By cloning and sequencing, we were able to show that MAO exists as two isoenzymes with different structures and functions. This finding answered questions about the molecular nature of two pharmacological types of MAO that had puzzled researchers for decades and provided fundamental knowledge that propelled the field forward exponentially. The link between gene and behavior was established by showing that mice lacking MAO A display aggression. Further, it unraveled genetic interaction with environmental determinants of mental disorders, including aggression, anxiety and autism spectrum disorders, and developed novel intervention strategies. These important contributions have formed the present knowledge of MAOs in brain and peripheral functions.

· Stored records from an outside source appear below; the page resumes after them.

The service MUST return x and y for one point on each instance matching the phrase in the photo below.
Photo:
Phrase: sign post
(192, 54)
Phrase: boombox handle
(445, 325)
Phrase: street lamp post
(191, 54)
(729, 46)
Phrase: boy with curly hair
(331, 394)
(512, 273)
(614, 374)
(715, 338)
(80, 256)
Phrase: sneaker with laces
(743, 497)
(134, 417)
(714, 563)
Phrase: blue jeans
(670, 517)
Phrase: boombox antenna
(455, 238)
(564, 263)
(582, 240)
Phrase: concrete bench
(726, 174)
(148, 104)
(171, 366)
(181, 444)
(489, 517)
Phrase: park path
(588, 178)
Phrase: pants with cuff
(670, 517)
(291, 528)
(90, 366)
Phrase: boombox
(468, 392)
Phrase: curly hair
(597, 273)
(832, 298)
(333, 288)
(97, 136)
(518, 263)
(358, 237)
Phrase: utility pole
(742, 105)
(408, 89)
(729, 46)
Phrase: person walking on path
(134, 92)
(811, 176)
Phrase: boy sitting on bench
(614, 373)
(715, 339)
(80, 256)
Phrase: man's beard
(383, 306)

More recently, an exciting new function of MAO A was discovered in cancer progression and metastasis. This, in turn, led to the development of target-specific MAO inhibitor with dual therapeutic and non-invasive diagnostic agent for prostate and drug resistant brain cancers. These findings raised more intriguing questions. It is noteworthy that there are other cancers with lower expression of MAO A. Determining the underlying molecular mechanisms will help us to better understand the role of MAO A in cancer biology and potential therapy. Combining MAO A inhibitor with current standard treatment TMZ sensitizes drug resistant glioma. Defining the mechanism through which MAO A inhibitors enhance the cytotoxicity of TMZ in glioma cells may lead to novel therapeutic targets. Likewise, combining MAO A inhibitors with androgen deprivation therapy could extend efficacy and prolong survival in patients. In the coming years, further advances are expected in the fields of autism and cancer.

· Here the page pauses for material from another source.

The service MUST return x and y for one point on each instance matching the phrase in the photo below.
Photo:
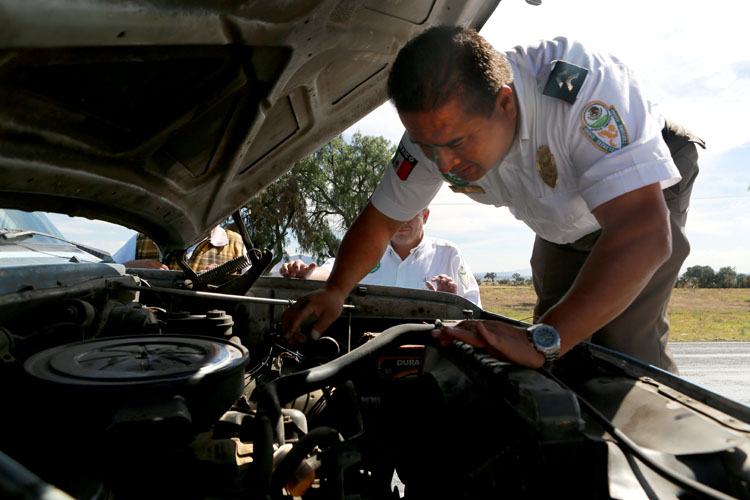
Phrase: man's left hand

A phase II clinical trial to explore activity of phenelzine (Nardil®, a irreversible MAO A/B inhibitor) in patients with biochemically recurrent prostate cancer is ongoing (ClinicalTrials.gov Identifier: NCT02217709). Our preliminary data suggests that phenelzine has clinical activity (prostate-specific antigen reduced in ~ 40% of patients) in biochemical recurrent prostate cancer following primary therapy (Gross et al. 2016). These positive preliminary studies are indicative of the potential utility of MAO A inhibitors for prostate cancer.

Decades of basic research have translated into MAO inhibitors with clinical applications for neuropsychiatric disorders (i.e. isocarboxazid, phenelzine, moclobemide, selegiline, tranylcypromine) and Parkinson’s disease (rasagiline, selegiline, safinamide). Recent translational avenues are leading to clinical studies of MAO inhibitors for novel indications. We expect further therapeutic benefits to humans in the future, which remains as the ultimate goal of our collective research efforts on MAO isoenzymes.